Tuesday, 14 January 2020
Hall B (Boston Convention and Exhibition Center)
Human activities and urbanization collectively lead to degrading street-level air quality. Buildings, skyscrapers and infrastructures in metropolises unavoidably complicate urban morphology in which the weather and climate are different from those in the atmospheric boundary layer (ABL) aloft. Those conventional approaches to atmospheric dispersion modeling, such as meso-scale meteorology models and Gaussian plume models, are no longer applicable. A protocol of computational fluid dynamics (CFD) for atmospheric dispersion modeling is developed to resolve street-level flows (around buildings explicitly) to examine urban weather. Detailed building information is collected from the Lands Department, The Hong Kong Special Administrative Region (HKSAR) that consists of 3D spatial data in virtual reality modeling language (VRML) format. The VRML files are then converted to stereolithography (STL) files, representing the urban surfaces. In the CFD model, the STL files are then processed by a mesh generator to discretize the urban areas into three-dimensional (3D) unstructured meshes with buildings resolved.

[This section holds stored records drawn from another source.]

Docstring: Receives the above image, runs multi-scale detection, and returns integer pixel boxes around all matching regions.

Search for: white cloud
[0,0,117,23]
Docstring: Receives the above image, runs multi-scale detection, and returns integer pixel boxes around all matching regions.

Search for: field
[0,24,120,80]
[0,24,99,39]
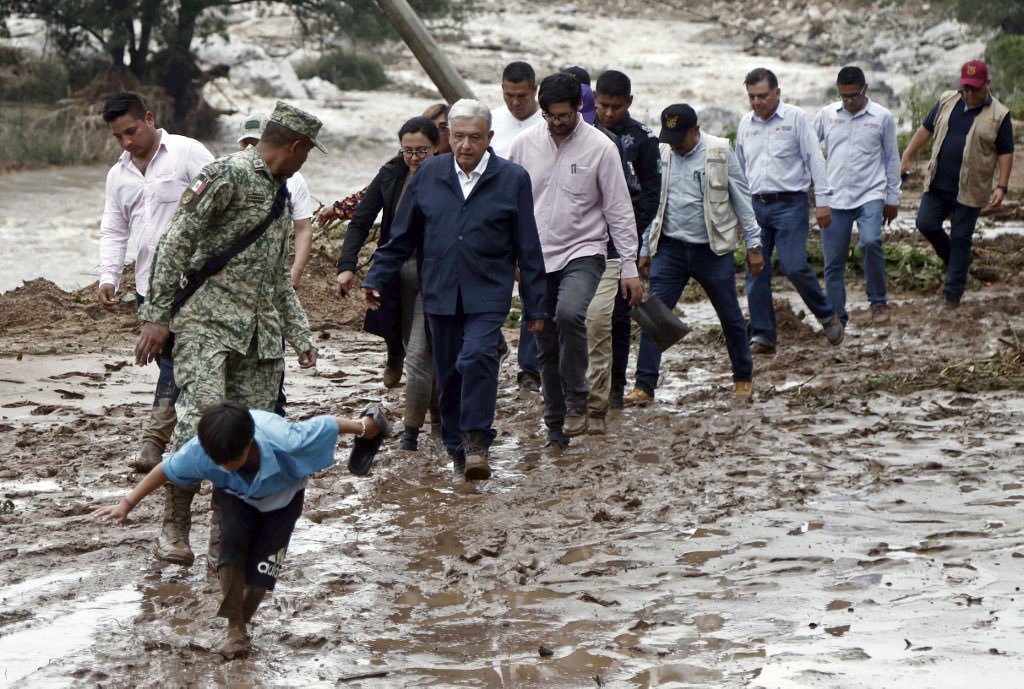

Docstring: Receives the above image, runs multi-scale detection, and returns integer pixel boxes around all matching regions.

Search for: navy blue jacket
[362,150,547,320]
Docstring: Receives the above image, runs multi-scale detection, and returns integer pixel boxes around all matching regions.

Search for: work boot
[206,500,220,572]
[462,431,490,481]
[128,397,178,474]
[624,388,654,406]
[154,483,196,567]
[398,428,420,453]
[562,408,588,438]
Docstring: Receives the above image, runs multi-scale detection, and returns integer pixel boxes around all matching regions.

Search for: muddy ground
[0,218,1024,687]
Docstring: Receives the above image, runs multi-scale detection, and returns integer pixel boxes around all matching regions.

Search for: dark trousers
[426,299,508,457]
[636,234,754,394]
[537,255,604,436]
[746,193,836,347]
[135,292,178,406]
[916,190,981,301]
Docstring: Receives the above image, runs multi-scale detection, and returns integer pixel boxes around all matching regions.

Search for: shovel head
[630,295,690,352]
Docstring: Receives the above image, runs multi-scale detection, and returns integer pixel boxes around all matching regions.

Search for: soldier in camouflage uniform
[135,101,327,566]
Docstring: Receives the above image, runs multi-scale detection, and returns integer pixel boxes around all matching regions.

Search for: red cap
[961,59,988,88]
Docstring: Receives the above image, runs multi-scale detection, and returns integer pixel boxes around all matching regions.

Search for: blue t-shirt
[923,96,1014,193]
[163,410,338,512]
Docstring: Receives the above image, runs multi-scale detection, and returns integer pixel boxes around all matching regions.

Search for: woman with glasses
[338,116,446,450]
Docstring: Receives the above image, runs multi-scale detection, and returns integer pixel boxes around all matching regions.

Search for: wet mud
[0,240,1024,687]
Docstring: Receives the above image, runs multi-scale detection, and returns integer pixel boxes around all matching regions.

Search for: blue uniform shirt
[923,96,1014,193]
[814,100,900,210]
[163,410,338,512]
[736,101,831,206]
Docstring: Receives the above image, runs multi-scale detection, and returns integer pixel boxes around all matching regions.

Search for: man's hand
[89,501,131,524]
[135,321,171,367]
[96,285,118,311]
[299,347,316,369]
[338,270,355,297]
[814,206,831,229]
[362,287,381,311]
[637,256,650,279]
[316,204,338,227]
[746,247,765,277]
[618,277,643,308]
[985,186,1007,211]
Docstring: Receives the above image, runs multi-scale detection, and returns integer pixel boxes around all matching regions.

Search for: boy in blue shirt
[92,401,389,657]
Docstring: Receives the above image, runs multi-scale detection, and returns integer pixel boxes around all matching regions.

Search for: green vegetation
[295,48,387,91]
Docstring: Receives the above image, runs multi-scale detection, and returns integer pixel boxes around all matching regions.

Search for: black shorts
[213,488,306,591]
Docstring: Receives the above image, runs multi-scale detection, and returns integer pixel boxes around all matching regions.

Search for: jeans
[537,254,604,438]
[821,199,887,325]
[135,292,178,406]
[427,299,508,457]
[636,234,754,395]
[746,195,836,347]
[916,190,981,301]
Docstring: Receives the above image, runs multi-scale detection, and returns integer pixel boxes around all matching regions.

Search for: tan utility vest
[650,132,739,257]
[925,91,1010,208]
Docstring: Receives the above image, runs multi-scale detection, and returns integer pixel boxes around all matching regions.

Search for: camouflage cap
[270,100,327,154]
[236,113,269,143]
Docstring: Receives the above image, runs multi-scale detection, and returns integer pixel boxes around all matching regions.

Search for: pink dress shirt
[99,129,213,297]
[509,118,639,277]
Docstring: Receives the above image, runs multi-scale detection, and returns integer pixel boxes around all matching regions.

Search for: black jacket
[338,156,409,342]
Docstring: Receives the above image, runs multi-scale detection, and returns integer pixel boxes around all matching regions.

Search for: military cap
[270,100,327,154]
[236,113,268,143]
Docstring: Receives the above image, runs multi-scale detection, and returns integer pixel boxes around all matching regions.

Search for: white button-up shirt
[99,129,213,297]
[736,102,831,206]
[814,100,900,210]
[452,150,490,199]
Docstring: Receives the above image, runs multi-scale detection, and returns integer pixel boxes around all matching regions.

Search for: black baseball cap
[562,67,590,86]
[657,103,697,146]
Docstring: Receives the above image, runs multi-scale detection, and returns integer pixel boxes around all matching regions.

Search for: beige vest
[648,132,739,257]
[925,91,1010,208]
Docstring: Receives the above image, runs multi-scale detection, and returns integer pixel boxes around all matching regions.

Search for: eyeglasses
[836,84,867,101]
[541,113,575,124]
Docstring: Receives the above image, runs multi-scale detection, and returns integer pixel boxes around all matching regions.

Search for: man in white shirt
[97,91,213,471]
[238,113,313,416]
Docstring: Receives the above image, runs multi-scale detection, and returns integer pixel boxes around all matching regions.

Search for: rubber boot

In the wind tunnel experiments, 3D-printing is used to fabricate reduced-scale physical models of the urban areas. The large-eddy simulation (LES) is adopted in the CFD while the constant-temperature (CT) hotwire anemometry (HWA) is employed in the wind tunnel experiments. Isothermal and incompressible flows are assumed. We use the Kowloon Peninsula, the core HKSAR downtown area, as a demonstration in this paper. Vertical transects of flow properties, including mean wind speed, streamwise and vertical fluctuating velocities together with vertical momentum flux obtained from CFD and wind tunnel experiments, compare reasonably well, supporting the reliability of the newly proposed modeling protocol for neighborhood-scale processes. Some characteristic flow features, such as the drag of various rough urban surfaces and high-rise buildings, recirculating flows after building wakes and turbulent transport processes together with their contribution to fluctuating components, are well resolved by both LES and wind tunnel experiments.